Byron-Nisbett cautiously praises Drew’s honorarium move

FORMER HEALTH MINISTER AKILAH BYRON-NISBETT HAS SHOWERED PRAISES on the Terrance Drew administration for its decision to provide financial incentives to frontline healthcare workers who braved the contagious and deadly corona virus outbreak to treat COVID-19 patients in St Kitts and Nevis.

She cautioned beneficiaries though, to use the windfall wisely, and the governing St Kitts and Nevis Labour Party (SKNLP) to maintain fiscal prudence given fears of a likely global recession -sooner rather than later. 

“I would be happy for anyone to get a ‘lil’ (little) extra bonus to add to their savings at the moment because they need the money. Any little money you can get would be welcomed. But if you are objective and you looking at it from the government side of things, we also have to be pinching our dollars,” Byron-Nisbett counselled prospective recipients.

Akilah Byron-Nisbett

Hopefully, they would put it into a savings especially when the world is predicting what will be happening in the next few years

To the two-month-old SKNLP government which ousted her Team Unity government under the leadership of Dr Timothy Harris from power last August, the former health minister advised they keep a tab on the national coffers and be guided by the fortunes of the country’s ongoing fiscal evolution.

“They should look at the data,” and be extremely prudent in its spending considering some dire forecast for the region by many Caribbean and international agencies, the former minister said.

She fears that the payout may place the economy under pressure.

“We do not have natural resources to rely on to say that we have some kind of income coming back in. We do not know where the CBI (Citizenship By Investment) is going. We see the debate going in the EU (European Union) and even in the US and we need to start thinking ‘how do we have enough so we don’t start over-spending or extending ourselves financially so that when the hard times hit we are able to manage thorough it without too much debt (and) without having to turn to the IMF (the International Monetary Fund) because we must be able to have life in St Kitts and Nevis,” the former minister counselled.

The Caribbean Development Bank (CDB) projected gross domestic product (GDP) growth of 9.1 percent across its 19 Borrowing Member Countries (BMCs) for this year. This is underpinned by an anticipated surge in the GDP of commodity-exporting economies “by an estimated 17.5 percent on account of strong growth in Guyana (47.5 percent), emanating from increased oil and gas production, and a resurgence in energy production in Trinidad and Tobago as supply-side constraints are alleviated. Higher international prices for crude oil should translate into revenue windfall,” according to publicly available information.

A US State Department report said the pandemic “significantly reduced the economic gains St. Kitts and Nevis had made in recent years.”

“The impact of the pandemic on tourism, a mainstay of St. Kitts and Nevis’s economy that generates over 60 percent of GDP, has had ripple effects across the economy.  The government has introduced measures to protect workers and key economic sectors. After the introduction of vaccines in 2021 the government lifted a strict quarantine for visitors, effectively rebooting the tourism industry,” the State Department said.

Nevertheless, the International Monetary Fund (IMF) had predicted a real GDP growth of 10 percent this year “effectively reversing this contraction,” brought on by the onslaught of the deadly corona virus which killed more than 6.6. million persons worldwide.

In her exclusive with this media house, Byron-Nisbett said providing healthcare was more demanding at community centres and not hospitals.

“Our hospitals were not overrun. Yes, we had some COVID patients there, but it was not in the volumes you would have seen in other parts of the world. It is our community nurses that were really pushing out, and they were paid accordingly for the time and effort that they took to do the work,” she maintained.
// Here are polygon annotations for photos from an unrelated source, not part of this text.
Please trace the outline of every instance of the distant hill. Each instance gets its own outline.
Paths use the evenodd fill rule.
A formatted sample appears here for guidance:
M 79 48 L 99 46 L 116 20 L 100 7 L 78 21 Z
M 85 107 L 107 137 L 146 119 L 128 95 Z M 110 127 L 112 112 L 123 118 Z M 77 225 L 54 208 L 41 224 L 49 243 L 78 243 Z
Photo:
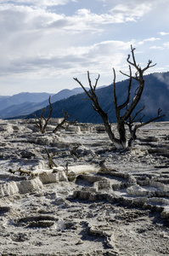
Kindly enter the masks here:
M 141 115 L 145 114 L 144 120 L 148 120 L 151 117 L 157 114 L 159 108 L 161 108 L 162 113 L 166 116 L 161 121 L 169 120 L 169 72 L 162 73 L 151 73 L 146 75 L 145 86 L 143 92 L 142 98 L 136 108 L 138 111 L 144 105 L 145 109 L 141 113 Z M 127 90 L 128 81 L 124 80 L 116 83 L 116 95 L 118 103 L 121 104 L 127 99 Z M 138 88 L 136 80 L 132 81 L 133 94 Z M 115 108 L 113 102 L 113 85 L 98 89 L 97 96 L 100 106 L 104 111 L 108 113 L 110 121 L 116 122 Z M 53 104 L 52 117 L 60 118 L 63 116 L 62 109 L 68 110 L 70 115 L 70 119 L 76 119 L 78 122 L 89 123 L 102 123 L 99 115 L 93 111 L 90 101 L 84 101 L 87 98 L 85 93 L 72 96 L 67 99 L 61 100 Z M 48 107 L 47 108 L 46 115 L 48 115 Z M 36 112 L 37 115 L 41 114 L 41 109 Z M 33 114 L 25 116 L 25 118 L 33 118 Z
M 12 96 L 0 97 L 0 110 L 5 109 L 13 105 L 22 104 L 25 102 L 40 102 L 47 100 L 50 94 L 46 92 L 21 92 Z
M 7 119 L 29 114 L 39 108 L 42 109 L 48 105 L 49 96 L 51 96 L 51 102 L 53 103 L 80 92 L 82 92 L 82 89 L 77 87 L 73 90 L 62 90 L 54 95 L 48 93 L 25 92 L 8 96 L 3 100 L 1 100 L 0 96 L 0 118 Z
Byron disclosed that while workers are eager and in need of the money, the Drew administration should examine all sides of the issue before venturing to pay out the monies.

“We have to think (about) down the road. (If) a recession hits, where we are headed?” she queried rhetorically.

With no manufacturing base to lean on, and saddled with a hefty annual import bill, Byron-Nisbett, an information technology (IT) specialist, predicted the twin-island’s import bill is bound to balloon especially given manipulated erratic production, and soaring global oil prices.

“When you think about the amount of fuel that SKNEC has to use, if SKNEC has to transfer the fuel cost into electricity cost, we are going to be in some serious problems. So, we have to consider all of those things when we are making decisions. We can’t make decisions in a vacuum, and in isolation,” Byron-Nisbett counselled.